Definisi validitas konstruk dipusatkan kepada sebaik apa variabel yang
dipilih peneliti untuk mengungkapkan konstruk hipotetik, benar-benar mencakup
esensi dari konstruk hipotetik itu dan tentunya harus dibuktikan oleh data
(Stapleton, 1997). Sebuah konstruk adalah ide ilmiah dan informatif yang
dikembangkan atau dikonstruksi untuk menggambarkan atau menjelaskan
perilaku (Cohen, Swedlik, & Phillips, 1996). Gregory (2000) mencatat ada enam
pendekatan untuk validitas konstruk, yaitu:
1. analisis untuk menentukan apakah item-item tes atau subtes adalah
homogen dan maka dari itu mengukur sebuah konstruk tunggal.
2. mencari perubahan-perubahan yang berkembang untuk menentukan
apakah mereka konsisten dengan teori konstruk.
3. mencari tahu apakah berbagai perbedaan skor tes adalah konsisten
dengan teori.
4. analisis untuk menentukan apakah pengaruh-pengaruh intervensi skor
tes adalah konsisten dengan teori.
5. korelasi tes dengan tes-tes dan pengukuran lain yang berkaitan maupun
tidak.
6. analisis faktor terhadap skor tes dalam hubungannya dengan sumber-
sumber informasi lain.
Selain itu yang perlu diperhatikan dalam menganalisis validitas konstruk
yang optimal adalah struktur data yang bisa dilihat dari korelasi antar item.
Korelasi antar item yang tinggi akan sangat menguatkan analisis validitas
konstruk. Setidaknya korelasi antar item adalah tengah-tengah yaitu 0,20 dan
apabila korelasi antar item rendah atau sedang maka bisa diambil korelasi antar
item yang tertinggi dan memiliki indeks kesukaran mendekati 50% (Loevinger,
1957).
Brogden (1946) juga telah membuktikan bahwa jumlah item, indeks
kesukaran item, dan interkorelasi antar item sangat mempengaruhi hasil validitas.

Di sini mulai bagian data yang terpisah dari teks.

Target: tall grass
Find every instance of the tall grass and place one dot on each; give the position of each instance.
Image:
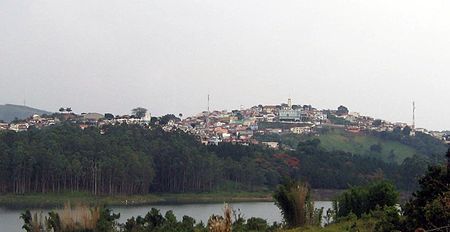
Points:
(80, 217)
(297, 209)
(221, 224)
(68, 219)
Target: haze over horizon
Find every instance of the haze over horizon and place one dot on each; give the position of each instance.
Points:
(375, 57)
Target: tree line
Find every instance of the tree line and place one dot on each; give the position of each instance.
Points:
(129, 159)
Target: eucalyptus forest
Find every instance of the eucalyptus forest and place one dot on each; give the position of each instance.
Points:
(130, 159)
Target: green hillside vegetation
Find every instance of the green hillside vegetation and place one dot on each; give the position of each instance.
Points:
(9, 112)
(361, 144)
(390, 151)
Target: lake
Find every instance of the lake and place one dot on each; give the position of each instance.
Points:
(9, 219)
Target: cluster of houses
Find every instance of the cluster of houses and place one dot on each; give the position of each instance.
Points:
(241, 126)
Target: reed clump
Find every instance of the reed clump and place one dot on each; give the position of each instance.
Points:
(68, 219)
(293, 199)
(218, 223)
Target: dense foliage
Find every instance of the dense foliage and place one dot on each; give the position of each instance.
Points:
(430, 206)
(297, 208)
(130, 159)
(124, 159)
(364, 199)
(99, 219)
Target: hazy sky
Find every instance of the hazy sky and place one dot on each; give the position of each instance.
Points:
(375, 57)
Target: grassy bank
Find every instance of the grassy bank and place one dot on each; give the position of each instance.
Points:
(361, 225)
(56, 200)
(38, 200)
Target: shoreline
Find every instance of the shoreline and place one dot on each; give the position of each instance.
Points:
(54, 200)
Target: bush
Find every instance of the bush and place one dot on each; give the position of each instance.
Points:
(362, 200)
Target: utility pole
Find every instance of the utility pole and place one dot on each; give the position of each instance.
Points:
(207, 116)
(414, 116)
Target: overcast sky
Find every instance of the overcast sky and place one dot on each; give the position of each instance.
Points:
(375, 57)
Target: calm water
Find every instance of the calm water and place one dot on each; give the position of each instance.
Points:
(10, 222)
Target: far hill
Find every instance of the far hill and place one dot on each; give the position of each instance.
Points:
(9, 112)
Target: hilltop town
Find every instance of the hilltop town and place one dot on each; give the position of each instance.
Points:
(237, 126)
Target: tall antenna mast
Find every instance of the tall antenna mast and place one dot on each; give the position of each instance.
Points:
(208, 104)
(414, 116)
(207, 116)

Misalnya item-item yang berinterkorelasi rata-rata 0,2 dengan indeks kesukaran
rata-rata 30% menghasilkan validitas tes sebesar 0,425, sementara dengan rata-
rata indeks kesukaran 50% menghasilkan validitas tes sebesar 0,725, dan dengan
rata-rata indeks kesukaran 65% menghasilkan validitas sebesar 0,562. Analisis
Brogden menunjukkan bahwa semakin rata-rata indeks kesukaran mendekati 50%
maka semakin besar validitas tes.
Satu lagi cara untuk menyeleksi item untuk validitas konstruk yaitu lewat
analisis faktor pada faktor pertama. Semua item dalam setiap sub tes dianalisis
faktor, kemudian dilihat muatan faktor hanya pada faktor pertama dan apabila
muatan faktornya besar yaitu minimal 0,40 dengan metode principal component
analysis (Rust & Golombok, 1989; Clark & Watson, 1995).

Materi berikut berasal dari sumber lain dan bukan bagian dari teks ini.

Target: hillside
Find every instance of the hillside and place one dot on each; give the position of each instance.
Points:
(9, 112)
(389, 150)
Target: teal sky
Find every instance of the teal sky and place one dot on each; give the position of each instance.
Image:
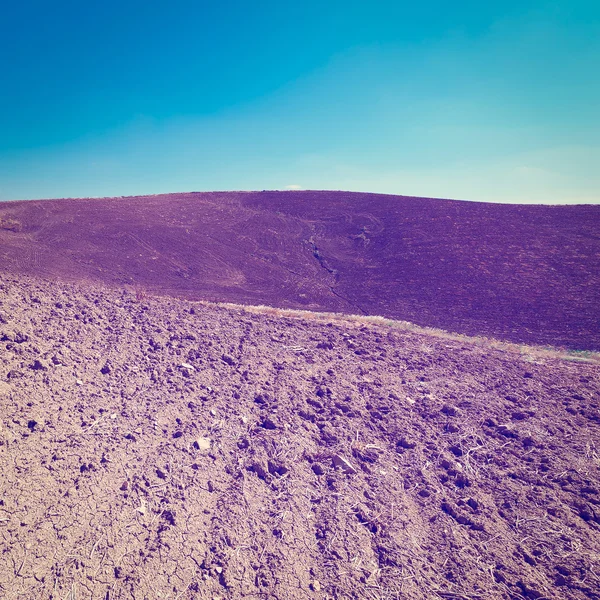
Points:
(495, 102)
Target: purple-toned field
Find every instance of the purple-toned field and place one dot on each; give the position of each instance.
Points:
(523, 273)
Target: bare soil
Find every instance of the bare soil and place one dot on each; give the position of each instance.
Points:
(160, 448)
(520, 273)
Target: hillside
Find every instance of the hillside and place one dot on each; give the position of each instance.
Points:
(159, 448)
(521, 273)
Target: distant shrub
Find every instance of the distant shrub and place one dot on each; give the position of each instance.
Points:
(10, 224)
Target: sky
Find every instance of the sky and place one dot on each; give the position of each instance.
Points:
(496, 101)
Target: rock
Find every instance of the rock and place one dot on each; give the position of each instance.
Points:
(202, 443)
(344, 464)
(268, 424)
(406, 443)
(317, 469)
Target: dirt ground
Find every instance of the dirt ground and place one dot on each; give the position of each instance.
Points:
(158, 448)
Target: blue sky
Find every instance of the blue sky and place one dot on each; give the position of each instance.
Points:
(495, 102)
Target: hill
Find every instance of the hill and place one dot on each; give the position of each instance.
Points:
(521, 273)
(160, 448)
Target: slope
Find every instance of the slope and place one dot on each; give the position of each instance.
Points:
(522, 273)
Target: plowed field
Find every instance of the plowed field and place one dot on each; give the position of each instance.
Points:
(160, 448)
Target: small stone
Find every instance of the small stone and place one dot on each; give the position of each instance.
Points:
(317, 469)
(202, 443)
(344, 464)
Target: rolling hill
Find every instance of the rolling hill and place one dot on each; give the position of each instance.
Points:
(521, 273)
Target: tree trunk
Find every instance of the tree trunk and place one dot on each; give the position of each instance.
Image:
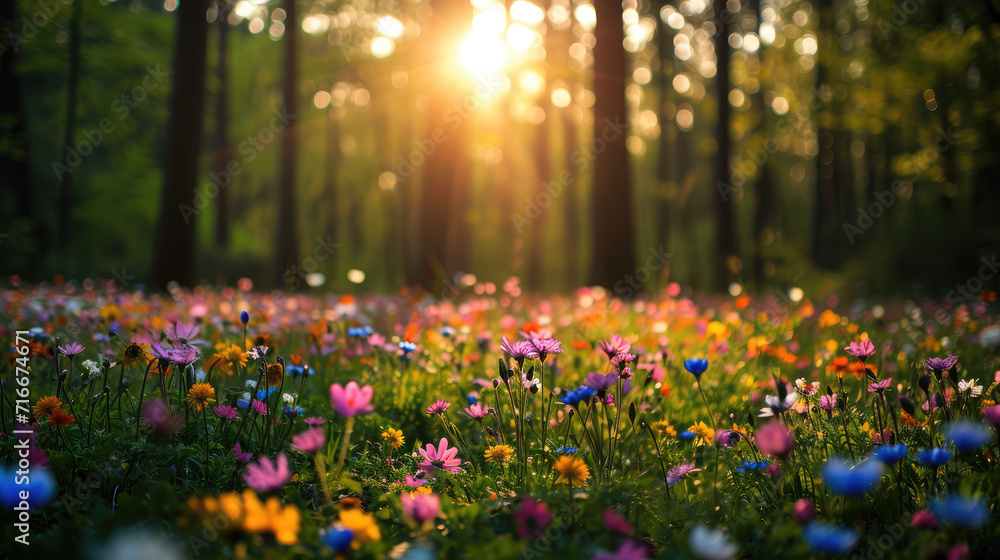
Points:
(445, 185)
(65, 204)
(286, 251)
(223, 150)
(174, 246)
(725, 231)
(613, 257)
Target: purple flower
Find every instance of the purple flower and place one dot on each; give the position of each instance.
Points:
(519, 350)
(828, 403)
(545, 346)
(438, 408)
(617, 345)
(677, 473)
(879, 386)
(266, 475)
(601, 382)
(309, 441)
(71, 349)
(260, 407)
(225, 412)
(939, 365)
(240, 455)
(477, 411)
(182, 332)
(863, 350)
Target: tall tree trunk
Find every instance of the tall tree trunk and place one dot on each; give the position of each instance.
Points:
(174, 245)
(543, 175)
(223, 150)
(65, 204)
(613, 257)
(725, 231)
(444, 184)
(571, 200)
(286, 250)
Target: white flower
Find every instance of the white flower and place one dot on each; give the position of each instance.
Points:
(711, 544)
(964, 386)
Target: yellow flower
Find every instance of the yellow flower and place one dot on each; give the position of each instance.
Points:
(499, 453)
(363, 525)
(271, 517)
(704, 432)
(200, 395)
(275, 373)
(664, 427)
(227, 360)
(394, 437)
(45, 406)
(572, 470)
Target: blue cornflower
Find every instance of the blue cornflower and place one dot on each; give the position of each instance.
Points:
(574, 397)
(338, 539)
(696, 366)
(829, 539)
(934, 457)
(298, 410)
(753, 466)
(968, 436)
(962, 512)
(851, 480)
(263, 396)
(40, 486)
(890, 454)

Berikut adalah contoh pengujian validitas konstruk dengan menggunakan
multi trait dan multi method.
Multitrait method mendasarkan pada teknik korelasi. Kita yakin apabila
ada korelasi, berarti ada varians bersama antar 2 variabel. Bila tidak ada
korelasi/korelasi rendah berarti antar 2 variabel adalah independent/tidak saling
terkait.
Dimana :
A1 dan A1 : monotrait monomethod
A1 dan B1 : multitrait monomethod
A1 dan B2 : multitrait multimethod
B2 dan B2 : monotrait monomethod
A1 A2 : korelasi tinggi
: convergent validity
: korelasi terhadap trait yang sama meskipun metode berbeda
A 1 B1 : korelasi rendah
: discriminan validity
: membuktikan bahwa tidak ada korelasi dengan alat ukur yang
mengukur trait berbeda
Misal. Jika kita mengkorelasikan antara kestabilan emosi dan aritmatik,
ternyata korelasinya rendah jadi tidak ada overlap antara kestabilan emosi dan
aritmatika.
A1 B1 : discriminant validity A1 B1 > A1 B2
Jika kita melakukan A1 - A2 (traitnya sama)
(tunggal/criterion related validity)
Criterion related validity : jika kita hanya mengukur A1 dan A2 saja, tapi kalau
kita juga mengukur A1 B1 maka A1 A2 disebut convergent validity, karena
hasil pengukuran A1 A2 itu akan dibandingkan dengan hasil pengukuran A1 B1.